Digital content has become the queen of the successful sales story. The company story can be told and retold across multiple platforms and leveraged in multiple ways. From the whitepaper that holds the insights of business leaders to the ebooks, blog posts, sales materials, datasheets, and social media posts that cement those insights in the eyes of the buyer. Influencing the customer decision is less about the time taken up in meetings and more about adopting innovative approaches that value buyer time and deliver information in intelligent and relevant ways.
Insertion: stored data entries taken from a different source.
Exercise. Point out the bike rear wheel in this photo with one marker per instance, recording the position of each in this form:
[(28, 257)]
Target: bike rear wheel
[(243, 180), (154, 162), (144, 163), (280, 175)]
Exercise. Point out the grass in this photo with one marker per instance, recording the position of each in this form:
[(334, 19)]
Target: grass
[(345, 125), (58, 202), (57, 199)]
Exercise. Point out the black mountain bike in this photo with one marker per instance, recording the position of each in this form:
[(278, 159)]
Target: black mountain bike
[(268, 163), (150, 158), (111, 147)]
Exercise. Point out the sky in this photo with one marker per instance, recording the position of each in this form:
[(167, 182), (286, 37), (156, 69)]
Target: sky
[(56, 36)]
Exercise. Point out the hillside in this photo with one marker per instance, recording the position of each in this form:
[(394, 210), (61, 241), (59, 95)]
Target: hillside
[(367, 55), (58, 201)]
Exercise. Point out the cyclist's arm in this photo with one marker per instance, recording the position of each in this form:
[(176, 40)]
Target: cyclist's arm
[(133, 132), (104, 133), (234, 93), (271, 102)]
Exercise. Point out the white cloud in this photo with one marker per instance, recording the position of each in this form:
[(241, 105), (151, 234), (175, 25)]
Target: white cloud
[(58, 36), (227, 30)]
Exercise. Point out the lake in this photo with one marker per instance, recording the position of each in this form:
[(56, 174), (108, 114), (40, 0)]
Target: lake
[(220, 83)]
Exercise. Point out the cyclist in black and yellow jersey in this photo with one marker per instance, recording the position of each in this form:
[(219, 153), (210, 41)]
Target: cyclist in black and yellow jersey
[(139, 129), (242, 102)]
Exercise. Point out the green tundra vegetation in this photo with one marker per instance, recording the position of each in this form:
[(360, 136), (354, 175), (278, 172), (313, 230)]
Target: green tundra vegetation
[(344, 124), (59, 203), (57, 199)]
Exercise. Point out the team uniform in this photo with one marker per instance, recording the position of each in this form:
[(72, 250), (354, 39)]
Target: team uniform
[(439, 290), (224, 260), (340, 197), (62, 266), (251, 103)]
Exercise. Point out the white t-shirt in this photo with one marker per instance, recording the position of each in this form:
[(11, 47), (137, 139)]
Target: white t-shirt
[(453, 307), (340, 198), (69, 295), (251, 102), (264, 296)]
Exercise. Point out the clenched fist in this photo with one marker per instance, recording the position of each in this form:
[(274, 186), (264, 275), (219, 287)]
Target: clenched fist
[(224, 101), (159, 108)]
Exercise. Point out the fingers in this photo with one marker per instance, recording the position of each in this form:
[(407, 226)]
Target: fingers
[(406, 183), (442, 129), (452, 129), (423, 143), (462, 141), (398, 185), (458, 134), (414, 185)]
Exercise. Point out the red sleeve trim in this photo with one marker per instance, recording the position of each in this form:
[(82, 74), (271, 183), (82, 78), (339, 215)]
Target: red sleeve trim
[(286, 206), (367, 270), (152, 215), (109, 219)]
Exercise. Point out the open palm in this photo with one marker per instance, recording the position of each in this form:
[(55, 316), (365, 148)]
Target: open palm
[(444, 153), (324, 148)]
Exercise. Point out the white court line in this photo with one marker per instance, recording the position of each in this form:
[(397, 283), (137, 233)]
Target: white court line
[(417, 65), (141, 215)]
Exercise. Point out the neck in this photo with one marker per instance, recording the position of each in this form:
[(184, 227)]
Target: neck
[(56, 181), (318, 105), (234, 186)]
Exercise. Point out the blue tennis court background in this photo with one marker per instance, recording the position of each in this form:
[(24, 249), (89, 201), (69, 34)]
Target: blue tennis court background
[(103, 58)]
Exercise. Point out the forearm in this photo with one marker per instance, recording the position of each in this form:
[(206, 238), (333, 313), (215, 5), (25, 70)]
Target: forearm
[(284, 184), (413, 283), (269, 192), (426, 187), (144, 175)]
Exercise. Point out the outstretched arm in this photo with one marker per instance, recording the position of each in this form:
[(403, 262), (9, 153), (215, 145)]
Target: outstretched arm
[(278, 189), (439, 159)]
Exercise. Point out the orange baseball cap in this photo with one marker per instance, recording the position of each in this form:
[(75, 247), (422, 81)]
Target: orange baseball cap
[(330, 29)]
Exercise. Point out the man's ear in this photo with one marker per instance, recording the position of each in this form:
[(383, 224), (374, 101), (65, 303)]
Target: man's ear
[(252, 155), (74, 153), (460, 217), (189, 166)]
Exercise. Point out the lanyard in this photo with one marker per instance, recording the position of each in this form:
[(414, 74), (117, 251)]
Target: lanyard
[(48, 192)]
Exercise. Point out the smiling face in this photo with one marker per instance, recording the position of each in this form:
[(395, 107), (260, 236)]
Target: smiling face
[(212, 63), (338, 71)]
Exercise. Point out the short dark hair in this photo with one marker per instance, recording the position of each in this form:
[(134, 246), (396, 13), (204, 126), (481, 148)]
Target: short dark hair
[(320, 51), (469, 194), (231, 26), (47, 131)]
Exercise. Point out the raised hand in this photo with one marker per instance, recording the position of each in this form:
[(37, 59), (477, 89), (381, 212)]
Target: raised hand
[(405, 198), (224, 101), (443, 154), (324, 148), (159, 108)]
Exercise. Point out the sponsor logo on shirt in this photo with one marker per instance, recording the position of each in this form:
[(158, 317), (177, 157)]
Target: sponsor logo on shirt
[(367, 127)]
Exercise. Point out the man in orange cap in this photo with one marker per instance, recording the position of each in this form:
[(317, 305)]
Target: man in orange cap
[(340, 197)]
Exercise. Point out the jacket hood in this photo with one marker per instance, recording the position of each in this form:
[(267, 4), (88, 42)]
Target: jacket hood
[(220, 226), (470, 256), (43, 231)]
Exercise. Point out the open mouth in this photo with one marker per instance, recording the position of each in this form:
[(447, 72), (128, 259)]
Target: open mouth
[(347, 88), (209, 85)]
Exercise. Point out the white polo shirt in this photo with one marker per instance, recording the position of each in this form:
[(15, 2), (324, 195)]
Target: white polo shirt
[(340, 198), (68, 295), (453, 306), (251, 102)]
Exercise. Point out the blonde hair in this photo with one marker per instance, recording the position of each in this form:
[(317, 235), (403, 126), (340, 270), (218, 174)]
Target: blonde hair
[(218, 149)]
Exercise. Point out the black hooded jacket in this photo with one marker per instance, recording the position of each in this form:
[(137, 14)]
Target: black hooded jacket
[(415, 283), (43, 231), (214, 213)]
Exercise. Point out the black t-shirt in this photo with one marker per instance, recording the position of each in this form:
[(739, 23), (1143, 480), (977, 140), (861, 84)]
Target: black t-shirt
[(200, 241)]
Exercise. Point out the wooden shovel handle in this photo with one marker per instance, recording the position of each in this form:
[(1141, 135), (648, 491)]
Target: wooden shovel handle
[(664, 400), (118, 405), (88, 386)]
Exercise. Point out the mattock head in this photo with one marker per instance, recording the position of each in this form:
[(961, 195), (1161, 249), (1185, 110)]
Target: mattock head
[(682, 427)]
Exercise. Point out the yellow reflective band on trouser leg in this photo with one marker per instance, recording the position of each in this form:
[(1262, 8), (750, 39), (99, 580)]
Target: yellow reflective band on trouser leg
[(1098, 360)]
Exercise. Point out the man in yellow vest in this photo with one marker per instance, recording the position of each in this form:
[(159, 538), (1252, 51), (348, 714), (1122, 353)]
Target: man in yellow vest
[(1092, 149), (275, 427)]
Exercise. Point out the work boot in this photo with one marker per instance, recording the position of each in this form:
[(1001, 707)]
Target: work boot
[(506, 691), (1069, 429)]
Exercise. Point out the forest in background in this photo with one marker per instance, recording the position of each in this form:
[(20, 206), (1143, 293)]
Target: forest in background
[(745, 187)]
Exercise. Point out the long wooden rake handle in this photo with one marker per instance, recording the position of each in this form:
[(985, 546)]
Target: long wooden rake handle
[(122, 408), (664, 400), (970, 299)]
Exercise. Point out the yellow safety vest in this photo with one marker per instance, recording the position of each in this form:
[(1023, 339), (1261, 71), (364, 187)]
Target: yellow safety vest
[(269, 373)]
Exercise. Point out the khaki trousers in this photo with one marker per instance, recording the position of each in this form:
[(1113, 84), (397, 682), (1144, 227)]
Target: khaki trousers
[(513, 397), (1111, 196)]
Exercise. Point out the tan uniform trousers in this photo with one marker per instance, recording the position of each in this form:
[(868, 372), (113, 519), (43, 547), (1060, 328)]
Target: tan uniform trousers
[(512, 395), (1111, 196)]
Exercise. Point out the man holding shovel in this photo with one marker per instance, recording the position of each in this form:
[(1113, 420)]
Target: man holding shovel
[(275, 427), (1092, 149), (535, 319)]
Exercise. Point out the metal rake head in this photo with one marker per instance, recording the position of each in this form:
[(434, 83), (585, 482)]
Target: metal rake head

This approach not only takes the limitations of the pandemic into consideration but the needs of the client. What do companies need in a time-starved world where information is everything, and everywhere? They need the personalisation that sat in face-to-face communication to now sit in their digital world – content, marketing, digital business cards all customised to fit that client’s needs.
Digital does not have to be cold or be limited by physical distance, it can be as dynamic a sales strategy as the knock on the door. At the beginning of 2020, we equipped our entire sales force with digital business cards that incorporate a QR code, to enable them to have real-time contact with clients, and eliminate the need to search through collateral, making all the tools they need available in one click of a button. This allowed them to quickly embrace the concept of digital sales when face-to-face engagement was not an option.
An evolved approach
When the pandemic is over and traditional sales approaches are back on the proverbial table, it would be wise for companies to not simply slide back into what they once knew. Digital transformation has forced change, and now is the time to leverage that change to create holistic and engaging ecosystems that connect with clients across multiple digital touchpoints. This is not the future forced on the business by viruses or regulations, it is one that centralises and listens to the customer.
Customers appreciate the speed and accessibility of digital, the more intensely realised experiences that digital delivers, and the fresh approaches it offers their approaches to customers and the market. Organisations that can embrace this digitally-driven future are more likely to improve customer satisfaction and, as a bonus, have better financial performance. Digital maturity is not a trend, it is a strategic advantage.